Aux USA, la politique et la religion sont venues gangrénées le débat sur l’inceste, l’enfermant dans un rapport avec l’avortement. Si les élus démocrates, aujourd’hui, victorieux, défendent une approche plus laïque, interdisant l’inceste et autorisant l’avortement, il faudra encore 1 ou 2 générations pour voir la position globale de la société évoluée.
Plus au Sud, l’emprise de la religion s’accentue. Cette fois, elle permet une condamnation de l’inceste, mais cet interdit est inspiré des textes catholiques.
En Asie, l’inceste caché par le tourisme pédophile
En Asie, pendant de nombreux siècles, on autorisait les unions entre frères et sœurs si les conjoints n’étaient pas nés de la même mère. Cette règle est le contrepoint exact du principe chinois qui ne définit la parenté que par rapport au père. La peine qui, dans le code des Tang, sanctionnait les unions entre frère et sœur issus du même père illustre toute la force du principe « tong xing bu qu » :
« Celui qui s’unit à sa sœur aînée ou cadette issue du même père sera pendu. » « Celui qui s’unit à sa sœur aînée ou cadette issue de la même mère sera condamné à trois ans d’exil. »

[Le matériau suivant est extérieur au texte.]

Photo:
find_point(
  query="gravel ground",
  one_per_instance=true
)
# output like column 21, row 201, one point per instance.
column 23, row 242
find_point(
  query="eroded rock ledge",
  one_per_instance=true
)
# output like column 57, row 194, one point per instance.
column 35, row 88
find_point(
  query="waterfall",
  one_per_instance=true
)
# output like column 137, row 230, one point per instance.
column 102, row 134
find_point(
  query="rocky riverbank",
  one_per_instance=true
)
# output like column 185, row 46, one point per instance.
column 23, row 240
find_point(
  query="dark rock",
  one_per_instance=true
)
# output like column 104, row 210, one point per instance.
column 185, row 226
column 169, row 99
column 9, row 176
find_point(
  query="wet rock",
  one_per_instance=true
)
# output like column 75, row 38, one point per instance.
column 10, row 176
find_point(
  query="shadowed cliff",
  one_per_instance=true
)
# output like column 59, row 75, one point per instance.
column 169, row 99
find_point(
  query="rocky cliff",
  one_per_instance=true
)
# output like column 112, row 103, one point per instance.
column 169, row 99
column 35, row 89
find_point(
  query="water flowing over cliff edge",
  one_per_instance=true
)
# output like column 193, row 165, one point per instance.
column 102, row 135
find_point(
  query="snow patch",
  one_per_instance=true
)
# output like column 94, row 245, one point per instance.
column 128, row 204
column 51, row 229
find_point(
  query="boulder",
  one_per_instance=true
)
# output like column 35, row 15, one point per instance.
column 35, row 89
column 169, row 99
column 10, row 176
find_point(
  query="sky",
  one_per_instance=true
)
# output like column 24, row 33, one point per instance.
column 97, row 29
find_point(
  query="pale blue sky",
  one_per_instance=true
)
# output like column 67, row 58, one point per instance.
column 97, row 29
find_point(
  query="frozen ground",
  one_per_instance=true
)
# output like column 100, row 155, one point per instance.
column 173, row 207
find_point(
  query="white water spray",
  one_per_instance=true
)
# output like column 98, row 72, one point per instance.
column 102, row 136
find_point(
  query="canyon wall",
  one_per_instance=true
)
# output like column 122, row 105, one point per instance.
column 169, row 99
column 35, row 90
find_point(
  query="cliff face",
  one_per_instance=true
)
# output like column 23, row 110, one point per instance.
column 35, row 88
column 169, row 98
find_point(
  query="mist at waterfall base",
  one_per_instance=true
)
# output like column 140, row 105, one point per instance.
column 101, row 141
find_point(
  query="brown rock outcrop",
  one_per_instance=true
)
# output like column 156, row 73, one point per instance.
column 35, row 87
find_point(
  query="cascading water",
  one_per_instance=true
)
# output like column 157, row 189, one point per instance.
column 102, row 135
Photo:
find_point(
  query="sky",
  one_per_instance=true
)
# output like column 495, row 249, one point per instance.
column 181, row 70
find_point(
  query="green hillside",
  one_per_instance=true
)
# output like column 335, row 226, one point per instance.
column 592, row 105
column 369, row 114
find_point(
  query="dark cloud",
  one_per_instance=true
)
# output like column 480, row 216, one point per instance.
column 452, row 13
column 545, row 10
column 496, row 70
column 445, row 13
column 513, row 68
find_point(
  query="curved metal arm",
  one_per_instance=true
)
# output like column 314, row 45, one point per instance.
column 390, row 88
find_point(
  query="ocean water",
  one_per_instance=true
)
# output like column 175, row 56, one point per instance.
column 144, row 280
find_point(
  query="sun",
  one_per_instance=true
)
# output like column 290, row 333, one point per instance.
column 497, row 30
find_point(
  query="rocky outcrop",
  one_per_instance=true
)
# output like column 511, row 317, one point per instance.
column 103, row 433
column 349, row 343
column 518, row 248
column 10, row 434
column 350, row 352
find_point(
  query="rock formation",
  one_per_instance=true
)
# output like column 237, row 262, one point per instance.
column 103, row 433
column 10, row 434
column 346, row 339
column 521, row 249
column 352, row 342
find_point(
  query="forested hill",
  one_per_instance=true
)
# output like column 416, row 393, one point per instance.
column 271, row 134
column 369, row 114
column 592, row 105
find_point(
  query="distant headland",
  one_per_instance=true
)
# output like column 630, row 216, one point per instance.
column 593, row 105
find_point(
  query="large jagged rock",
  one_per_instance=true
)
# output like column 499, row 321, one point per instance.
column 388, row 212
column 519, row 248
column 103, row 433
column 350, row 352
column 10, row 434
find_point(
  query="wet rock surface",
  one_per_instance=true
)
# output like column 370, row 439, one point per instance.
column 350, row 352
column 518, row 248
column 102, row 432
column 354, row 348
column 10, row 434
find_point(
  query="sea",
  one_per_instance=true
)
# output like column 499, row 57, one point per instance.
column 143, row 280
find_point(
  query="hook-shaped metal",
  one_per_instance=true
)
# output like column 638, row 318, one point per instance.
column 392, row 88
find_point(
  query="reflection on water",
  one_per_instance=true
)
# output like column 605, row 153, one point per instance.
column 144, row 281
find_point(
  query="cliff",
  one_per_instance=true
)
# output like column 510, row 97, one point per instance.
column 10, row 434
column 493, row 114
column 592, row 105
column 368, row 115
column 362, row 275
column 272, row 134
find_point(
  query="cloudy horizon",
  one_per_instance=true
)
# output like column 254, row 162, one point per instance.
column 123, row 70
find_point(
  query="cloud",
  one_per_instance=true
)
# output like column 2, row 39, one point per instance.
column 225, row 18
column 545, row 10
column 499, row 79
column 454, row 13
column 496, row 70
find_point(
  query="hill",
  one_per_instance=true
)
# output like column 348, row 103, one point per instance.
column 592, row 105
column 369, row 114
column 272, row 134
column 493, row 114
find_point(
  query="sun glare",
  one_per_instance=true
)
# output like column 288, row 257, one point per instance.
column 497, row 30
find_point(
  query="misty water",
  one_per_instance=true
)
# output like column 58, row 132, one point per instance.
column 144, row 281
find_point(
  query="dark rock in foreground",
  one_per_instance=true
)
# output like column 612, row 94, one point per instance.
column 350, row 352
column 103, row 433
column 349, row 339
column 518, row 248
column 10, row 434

Traduit du Tong Xing Bu Qu
Ainsi, au sens étroitement technique du terme, en Asie on ne parle d’inceste que dans le cas des unions au premier degré.
Mais depuis le XXème siècle, l’inceste est cachée par l’ampleur du tourisme sexuelle, pédophile, qui s’est developpé dans certains pays comme la Thailande, le Cambodge, le Laos mais aussi en Chine et au Vietnam même si c’est dans ces deux pays, la lutte des autorités a largement freiné ces phénomènes.
La relation sexuelle avec un enfant, le sien ou un autre, est petit à petit devenu un vice occidental que l' »homme blanc » a apporté. Pratique, cela permet de dissimuler les tragédies familiales locales.
En Afrique, un voile impénétrable
Les mauvais traitements infligés aux enfants existent en Afrique mais ils sont volontiers portés au débit d’une rigidité culturelle éducative.
Analysant l’anthropologie de la violence dans le projet éducatif des cultures africaines, F. Ezembe (1995) trouve qu’il s’effectue sur un mode assez répressif. Il le restitue d’ailleurs avec fidélité en ces termes :
« En Afrique, le recours à des punitions corporelles jointes à des insultes fait partie de l’éducation des enfants. Cette pratique est légitimée par tout le monde, chefs de famille, parents d’élèves, maîtres d’écoles et agents de l’ordre ».
F. Ezembe
Il n’est donc guère étonnant qu’on n’en parle pas, et que les abus sexuels n’aient fait l’objet d’aucune étude… Mais il parait peu probable que le continent soit exempté du fléau.